L'economia sarà un fattore decisivo nel prossimo voto del 24 giugno, che trasformerà la Turchia da sistema parlamentare a presidenzialista, in linea con le modifiche costituzionali approvate nel referendum dello scorso anno, in virtù del quale il nuovo capo dell'esecutivo avrà poteri significativamente rafforzati.
Nel paese sussiste ancora lo stato di emergenza, in vigore dal luglio 2016 in seguito al fallito colpo di stato del movimento di Fethullah Gulen, un leader religioso autoesiliato negli Stati Uniti.
La lira turca è scesa di oltre il 20% rispetto al dollaro Usa quest'anno, spingendo la Banca centrale ad alzare i tassi di interesse più volte per sostenere una delle valute peggiori al mondo. Per Recep Tayyip Erdoğan è colpa dei "poteri stranieri" che tentano di manipolare l'economia. Ha chiamato i tassi di interesse "madre e padre di tutti i mali" e ha invitato la banca centrale del suo paese in molte occasioni a ridurli, anziché alzarli come poi ha fatto. Nel frattempo sia l'inflazione che il deficit delle partite correnti sono in aumento.
Eppure, quando il partito di Erdogan andò al potere nel 2002, l'economia turca soffriva di alta inflazione e disoccupazione.

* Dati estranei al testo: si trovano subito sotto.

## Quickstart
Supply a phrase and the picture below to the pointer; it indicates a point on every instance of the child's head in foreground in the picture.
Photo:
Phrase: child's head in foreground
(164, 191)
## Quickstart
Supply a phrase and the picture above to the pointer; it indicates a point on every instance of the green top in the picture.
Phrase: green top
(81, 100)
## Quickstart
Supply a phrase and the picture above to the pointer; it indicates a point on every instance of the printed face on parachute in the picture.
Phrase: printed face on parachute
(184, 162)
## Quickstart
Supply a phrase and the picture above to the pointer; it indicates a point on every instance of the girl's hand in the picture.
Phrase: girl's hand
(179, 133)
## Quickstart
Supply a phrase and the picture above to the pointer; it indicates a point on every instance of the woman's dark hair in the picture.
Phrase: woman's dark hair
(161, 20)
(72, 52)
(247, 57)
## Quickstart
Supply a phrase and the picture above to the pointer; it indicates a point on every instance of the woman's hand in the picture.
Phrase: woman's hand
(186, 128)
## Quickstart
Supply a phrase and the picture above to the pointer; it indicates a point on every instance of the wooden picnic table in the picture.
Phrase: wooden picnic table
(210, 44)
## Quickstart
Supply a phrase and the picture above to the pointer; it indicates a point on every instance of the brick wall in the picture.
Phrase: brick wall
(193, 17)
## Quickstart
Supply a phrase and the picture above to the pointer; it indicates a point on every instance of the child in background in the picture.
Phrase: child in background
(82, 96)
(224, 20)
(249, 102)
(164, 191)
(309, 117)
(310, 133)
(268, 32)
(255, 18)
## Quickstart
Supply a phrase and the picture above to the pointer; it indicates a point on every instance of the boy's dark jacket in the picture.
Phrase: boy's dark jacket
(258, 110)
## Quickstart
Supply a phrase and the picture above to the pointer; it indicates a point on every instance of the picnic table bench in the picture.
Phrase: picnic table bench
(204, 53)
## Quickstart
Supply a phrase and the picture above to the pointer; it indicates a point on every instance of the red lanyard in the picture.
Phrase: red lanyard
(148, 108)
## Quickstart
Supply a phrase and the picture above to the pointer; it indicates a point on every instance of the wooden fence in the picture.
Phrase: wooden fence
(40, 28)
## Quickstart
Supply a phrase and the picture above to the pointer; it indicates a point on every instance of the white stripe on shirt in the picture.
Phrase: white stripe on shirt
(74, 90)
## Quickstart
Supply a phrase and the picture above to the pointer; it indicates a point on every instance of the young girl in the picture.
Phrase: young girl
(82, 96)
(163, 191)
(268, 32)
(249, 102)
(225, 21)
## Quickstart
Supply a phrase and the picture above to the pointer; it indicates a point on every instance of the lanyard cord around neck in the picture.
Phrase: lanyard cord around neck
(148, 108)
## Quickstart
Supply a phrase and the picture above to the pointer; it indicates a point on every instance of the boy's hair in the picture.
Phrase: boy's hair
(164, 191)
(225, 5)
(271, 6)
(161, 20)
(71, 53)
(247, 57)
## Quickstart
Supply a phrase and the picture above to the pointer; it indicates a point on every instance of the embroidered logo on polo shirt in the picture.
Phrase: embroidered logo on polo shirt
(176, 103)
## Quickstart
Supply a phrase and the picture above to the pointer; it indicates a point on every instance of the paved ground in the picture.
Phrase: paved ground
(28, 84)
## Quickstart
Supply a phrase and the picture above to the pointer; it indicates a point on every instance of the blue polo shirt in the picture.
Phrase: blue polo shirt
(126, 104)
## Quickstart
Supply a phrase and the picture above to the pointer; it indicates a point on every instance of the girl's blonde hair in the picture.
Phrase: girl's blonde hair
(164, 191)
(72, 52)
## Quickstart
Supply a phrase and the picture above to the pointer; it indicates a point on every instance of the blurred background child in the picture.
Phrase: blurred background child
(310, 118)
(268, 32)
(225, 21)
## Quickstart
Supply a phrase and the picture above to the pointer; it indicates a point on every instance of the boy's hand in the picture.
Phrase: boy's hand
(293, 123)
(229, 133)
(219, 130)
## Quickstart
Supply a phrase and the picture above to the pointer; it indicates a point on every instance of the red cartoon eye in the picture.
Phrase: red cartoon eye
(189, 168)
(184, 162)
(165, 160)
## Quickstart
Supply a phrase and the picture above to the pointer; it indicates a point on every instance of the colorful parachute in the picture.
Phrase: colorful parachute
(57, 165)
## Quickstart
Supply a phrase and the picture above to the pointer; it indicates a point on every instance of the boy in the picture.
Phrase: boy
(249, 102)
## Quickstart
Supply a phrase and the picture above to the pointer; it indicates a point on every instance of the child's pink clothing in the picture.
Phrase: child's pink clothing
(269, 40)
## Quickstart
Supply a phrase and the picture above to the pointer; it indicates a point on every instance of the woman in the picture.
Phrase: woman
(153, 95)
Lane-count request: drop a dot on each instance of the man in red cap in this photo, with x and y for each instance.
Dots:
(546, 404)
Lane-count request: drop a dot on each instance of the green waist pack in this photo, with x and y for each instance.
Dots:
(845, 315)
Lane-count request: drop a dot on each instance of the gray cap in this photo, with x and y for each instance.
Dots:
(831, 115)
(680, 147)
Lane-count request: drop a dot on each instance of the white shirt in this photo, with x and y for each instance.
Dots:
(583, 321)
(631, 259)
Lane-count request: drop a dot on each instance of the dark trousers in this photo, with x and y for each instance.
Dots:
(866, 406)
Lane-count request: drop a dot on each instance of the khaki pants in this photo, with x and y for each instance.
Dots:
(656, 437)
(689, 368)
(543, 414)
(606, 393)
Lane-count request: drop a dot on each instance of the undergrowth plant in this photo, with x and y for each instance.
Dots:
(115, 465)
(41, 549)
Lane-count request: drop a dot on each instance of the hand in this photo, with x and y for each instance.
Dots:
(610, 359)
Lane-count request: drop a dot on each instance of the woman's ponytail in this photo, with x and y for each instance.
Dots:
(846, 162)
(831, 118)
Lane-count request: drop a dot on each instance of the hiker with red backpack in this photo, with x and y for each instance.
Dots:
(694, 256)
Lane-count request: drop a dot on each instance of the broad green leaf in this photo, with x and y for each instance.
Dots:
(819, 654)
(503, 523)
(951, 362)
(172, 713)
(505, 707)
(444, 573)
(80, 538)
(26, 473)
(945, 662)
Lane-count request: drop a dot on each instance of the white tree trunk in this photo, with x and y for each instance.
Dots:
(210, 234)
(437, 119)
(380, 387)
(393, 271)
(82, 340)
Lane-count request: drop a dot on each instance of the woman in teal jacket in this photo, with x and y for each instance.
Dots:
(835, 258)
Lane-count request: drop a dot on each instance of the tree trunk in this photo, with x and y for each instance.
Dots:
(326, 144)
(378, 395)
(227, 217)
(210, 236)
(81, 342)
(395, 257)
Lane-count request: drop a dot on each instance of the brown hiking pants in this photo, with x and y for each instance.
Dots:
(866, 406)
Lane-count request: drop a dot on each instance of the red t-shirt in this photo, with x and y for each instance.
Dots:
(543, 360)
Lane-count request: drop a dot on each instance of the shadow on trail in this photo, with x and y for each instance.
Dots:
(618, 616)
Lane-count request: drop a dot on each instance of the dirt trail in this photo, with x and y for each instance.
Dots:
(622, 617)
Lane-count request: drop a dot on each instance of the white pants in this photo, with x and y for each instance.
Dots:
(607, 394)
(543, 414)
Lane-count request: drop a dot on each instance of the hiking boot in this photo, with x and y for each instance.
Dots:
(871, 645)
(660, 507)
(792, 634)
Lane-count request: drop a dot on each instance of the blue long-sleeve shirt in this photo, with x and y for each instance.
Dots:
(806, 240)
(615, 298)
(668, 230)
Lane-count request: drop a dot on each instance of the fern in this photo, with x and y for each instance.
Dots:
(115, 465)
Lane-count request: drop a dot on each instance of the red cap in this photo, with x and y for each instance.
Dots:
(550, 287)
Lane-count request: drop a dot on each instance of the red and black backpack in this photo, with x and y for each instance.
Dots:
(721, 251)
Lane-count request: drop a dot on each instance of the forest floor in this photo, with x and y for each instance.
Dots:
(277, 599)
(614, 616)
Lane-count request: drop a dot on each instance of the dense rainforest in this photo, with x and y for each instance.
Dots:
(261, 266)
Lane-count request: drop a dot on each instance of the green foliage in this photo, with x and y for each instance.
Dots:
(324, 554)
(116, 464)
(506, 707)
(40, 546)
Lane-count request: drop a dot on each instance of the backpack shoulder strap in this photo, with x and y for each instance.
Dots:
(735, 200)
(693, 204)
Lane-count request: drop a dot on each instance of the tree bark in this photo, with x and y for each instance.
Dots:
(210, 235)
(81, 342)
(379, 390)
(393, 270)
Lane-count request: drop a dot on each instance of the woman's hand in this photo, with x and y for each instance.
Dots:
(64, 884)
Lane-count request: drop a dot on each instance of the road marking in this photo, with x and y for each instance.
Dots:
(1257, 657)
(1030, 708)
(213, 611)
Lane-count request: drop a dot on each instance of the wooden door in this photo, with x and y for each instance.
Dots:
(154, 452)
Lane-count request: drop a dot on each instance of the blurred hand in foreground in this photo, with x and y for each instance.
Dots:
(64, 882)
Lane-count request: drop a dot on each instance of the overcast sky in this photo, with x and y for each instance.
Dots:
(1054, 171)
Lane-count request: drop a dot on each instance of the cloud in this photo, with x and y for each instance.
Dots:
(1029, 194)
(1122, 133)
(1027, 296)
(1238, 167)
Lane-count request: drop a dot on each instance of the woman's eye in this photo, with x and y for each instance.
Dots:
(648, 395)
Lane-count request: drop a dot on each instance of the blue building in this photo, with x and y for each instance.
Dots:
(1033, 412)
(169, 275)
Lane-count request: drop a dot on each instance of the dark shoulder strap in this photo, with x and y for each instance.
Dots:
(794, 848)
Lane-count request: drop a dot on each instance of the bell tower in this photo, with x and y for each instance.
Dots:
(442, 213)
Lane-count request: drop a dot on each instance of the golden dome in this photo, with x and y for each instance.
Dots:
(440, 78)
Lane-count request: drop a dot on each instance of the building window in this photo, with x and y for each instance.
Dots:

Ma negli anni seguenti era riuscito a trasformare il paese in un’economia emergente, spingendo la crescita attraverso il commercio e gli investimenti esteri. Secondo l'Fmi, l'economia della Turchia crescerà del 4,3% nel 2018 e nel 2019, dopo aver registrato il 7,4% lo scorso anno. Quella del 2017 è stata la seconda miglior performance, dopo l'Irlanda, tra i 37 paesi membri dell’Ocse.
La Turchia ha mantenuto lo stesso tasso nel primo trimestre del 2018 su base annua. Tuttavia, il suo Pil è diminuito da 863 miliardi di dollari rilevato un anno fa a 851 mld quest'anno, riflettendo il significativo calo della valuta contro il dollaro. E l'inflazione è salita all'11,9% l'anno scorso, la più alta dal 2004. Mentre la caduta della lira ha reso le importazioni più costose e ha spinto in alto i costi di produzione, gli investimenti esteri diretti sono diminuiti. L'anno scorso sono scesi al livello più basso dal 2010, a 10,8 mld.
La motivazione non va probabilmente ricercata nell’economia, quanto nel deterioramento delle relazioni tra Erdogan e l’occidente. È un problema di fiducia, che si sta sgretolando e che gli indicatori macroeconomici non riescono a raccontare. Non potrebbe essere altrimenti in un paese dove la libertà individuale è un concetto relativo e centinaia di giornalisti sono dietro le sbarre con accuse farneticanti. Eppure, fino a pochi anni fa, la Turchia sembrava ad un passo dall’ingresso nell’Ue. Nel frattempo, tuttavia, il mondo ha preso un’altra direzione, verso oriente. Ecco perché, agli occhi di Erdogan, l'Unione europea è diventata meno interessante.